Question

EXTRA POINTSSS 1. A solution at 25 degrees Celsius is 1.0 × 10–5 M H3O+. What is the concentration of OH– in this solution?

Answer 1

Answer:

Concentration of OH⁻:

1.0 × 10⁻⁹ M.

Explanation:

The following equilibrium goes on in aqueous solutions:

$\text{H}_2\text{O}\;(l)\rightleftharpoons \text{H}^{+}\;(aq) + \text{OH}^{-}\;(aq)$.

The equilibrium constant for this reaction is called the self-ionization constant of water:

$K_w = [\text{H}^{+}]\cdot[\text{OH}^{-}]$.

Note that water isn't part of this constant.

The value of $K_w$ at 25 °C is $10^{-14}$. How to memorize this value?

• The pH of pure water at 25 °C is 7.
• $[\text{H}^{+}] = 10^{-\text{pH}} = 10^{-7}\;\text{mol}\cdot\text{dm}^{-3}$
• However, $[\text{OH}^{-}] = [\text{H}^{+}]=10^{-7}\;\text{mol}\cdot\text{dm}^{-3}$ for pure water.
• As a result, $K_w = [\text{H}^{+}] \cdot[\text{OH}^{-}] = (10^{-7})^{2} = 10^{-14}$ at 25 °C.

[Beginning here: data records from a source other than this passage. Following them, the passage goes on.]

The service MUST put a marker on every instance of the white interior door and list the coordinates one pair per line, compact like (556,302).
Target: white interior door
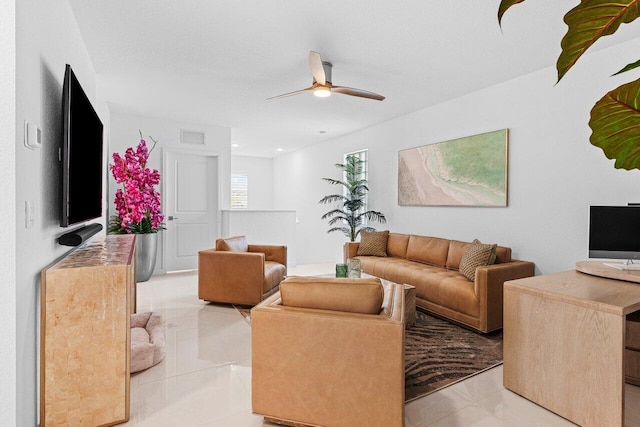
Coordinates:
(191,206)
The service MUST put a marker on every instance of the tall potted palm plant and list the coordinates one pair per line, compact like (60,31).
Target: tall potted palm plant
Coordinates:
(350,216)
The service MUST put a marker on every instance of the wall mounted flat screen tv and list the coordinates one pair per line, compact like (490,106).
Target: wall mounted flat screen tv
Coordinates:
(614,232)
(82,168)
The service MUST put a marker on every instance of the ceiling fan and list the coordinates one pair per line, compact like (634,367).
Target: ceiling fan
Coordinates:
(322,86)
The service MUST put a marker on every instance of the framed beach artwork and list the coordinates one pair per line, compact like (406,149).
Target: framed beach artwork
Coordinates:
(469,171)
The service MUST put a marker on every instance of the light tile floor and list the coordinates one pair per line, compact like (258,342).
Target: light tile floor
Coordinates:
(205,379)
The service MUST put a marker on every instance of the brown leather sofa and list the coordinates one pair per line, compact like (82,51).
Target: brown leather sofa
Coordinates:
(431,265)
(329,352)
(238,273)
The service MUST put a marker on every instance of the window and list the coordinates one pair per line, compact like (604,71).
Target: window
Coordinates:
(239,191)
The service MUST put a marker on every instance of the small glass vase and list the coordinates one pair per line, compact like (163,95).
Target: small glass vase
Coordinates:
(354,268)
(341,270)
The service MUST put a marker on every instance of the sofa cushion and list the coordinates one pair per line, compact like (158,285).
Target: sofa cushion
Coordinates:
(373,243)
(456,252)
(397,245)
(232,244)
(429,250)
(477,255)
(339,294)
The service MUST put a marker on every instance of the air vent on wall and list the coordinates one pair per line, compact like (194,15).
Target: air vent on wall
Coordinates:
(191,137)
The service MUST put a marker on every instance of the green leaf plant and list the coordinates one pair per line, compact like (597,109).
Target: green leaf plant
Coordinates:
(615,118)
(350,217)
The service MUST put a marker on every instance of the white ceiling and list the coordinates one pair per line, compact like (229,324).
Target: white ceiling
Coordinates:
(216,62)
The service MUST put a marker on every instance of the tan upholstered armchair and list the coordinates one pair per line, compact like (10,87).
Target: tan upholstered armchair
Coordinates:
(329,352)
(238,273)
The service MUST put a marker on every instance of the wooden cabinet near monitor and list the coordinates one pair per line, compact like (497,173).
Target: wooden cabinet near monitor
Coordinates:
(86,305)
(632,349)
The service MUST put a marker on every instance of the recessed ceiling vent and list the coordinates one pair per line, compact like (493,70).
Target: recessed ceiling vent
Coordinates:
(191,137)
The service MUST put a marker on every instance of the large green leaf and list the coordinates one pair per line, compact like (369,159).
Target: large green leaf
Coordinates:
(589,21)
(504,5)
(628,67)
(615,125)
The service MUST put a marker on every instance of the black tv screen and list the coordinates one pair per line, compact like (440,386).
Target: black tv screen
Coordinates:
(614,232)
(82,169)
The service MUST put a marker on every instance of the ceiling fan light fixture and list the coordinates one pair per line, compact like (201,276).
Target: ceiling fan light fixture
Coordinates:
(322,91)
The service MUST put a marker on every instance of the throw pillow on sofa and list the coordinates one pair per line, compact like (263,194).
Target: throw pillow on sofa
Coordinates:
(477,255)
(373,243)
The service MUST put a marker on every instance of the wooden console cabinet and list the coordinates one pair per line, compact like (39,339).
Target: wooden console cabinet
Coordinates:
(86,303)
(564,344)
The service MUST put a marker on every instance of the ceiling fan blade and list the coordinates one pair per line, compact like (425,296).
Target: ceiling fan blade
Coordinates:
(357,92)
(284,95)
(317,70)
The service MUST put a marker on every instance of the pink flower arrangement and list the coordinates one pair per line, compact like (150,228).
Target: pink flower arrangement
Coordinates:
(137,202)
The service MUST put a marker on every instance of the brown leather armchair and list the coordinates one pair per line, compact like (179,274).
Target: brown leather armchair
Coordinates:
(238,273)
(329,352)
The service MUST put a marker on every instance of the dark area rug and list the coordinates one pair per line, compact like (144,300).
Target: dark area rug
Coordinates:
(438,353)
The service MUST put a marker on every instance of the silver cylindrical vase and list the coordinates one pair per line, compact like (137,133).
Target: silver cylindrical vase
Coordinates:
(146,250)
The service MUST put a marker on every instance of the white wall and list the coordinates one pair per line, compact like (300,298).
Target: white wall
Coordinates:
(8,211)
(554,173)
(124,134)
(260,179)
(47,38)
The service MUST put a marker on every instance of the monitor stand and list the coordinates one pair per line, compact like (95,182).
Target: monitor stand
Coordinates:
(627,265)
(601,269)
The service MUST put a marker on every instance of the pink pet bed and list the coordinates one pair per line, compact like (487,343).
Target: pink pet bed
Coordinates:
(147,340)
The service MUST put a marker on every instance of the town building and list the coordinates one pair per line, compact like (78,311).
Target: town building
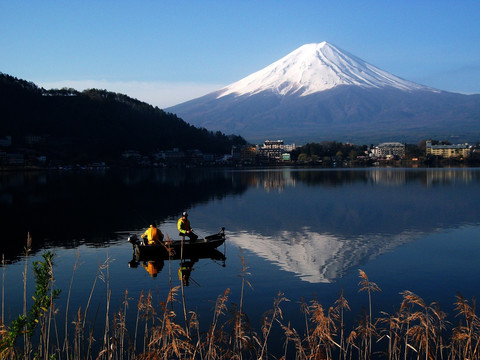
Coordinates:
(447,151)
(389,149)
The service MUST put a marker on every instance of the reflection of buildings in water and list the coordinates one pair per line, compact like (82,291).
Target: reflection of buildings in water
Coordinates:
(315,257)
(446,176)
(277,180)
(393,177)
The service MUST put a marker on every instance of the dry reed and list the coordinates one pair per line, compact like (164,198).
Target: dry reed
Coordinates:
(415,331)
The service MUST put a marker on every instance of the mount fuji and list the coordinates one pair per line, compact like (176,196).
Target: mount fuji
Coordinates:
(319,92)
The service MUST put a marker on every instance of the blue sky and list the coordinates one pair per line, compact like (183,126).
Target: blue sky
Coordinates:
(166,52)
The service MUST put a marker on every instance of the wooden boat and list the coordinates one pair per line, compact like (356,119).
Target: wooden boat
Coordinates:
(179,249)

Back to this question. $[\text{H}^{+}]$ is given. 25 °C implies that $K_w = 10^{-14}$. As a result,

$\displaystyle [\text{OH}^{-}] = \frac{K_w}{[\text{H}^{+}]} = \frac{10^{-14}}{1.0\times 10^{-5}} = 10^{-9} \;\text{mol}\cdot\text{dm}^{-3}$.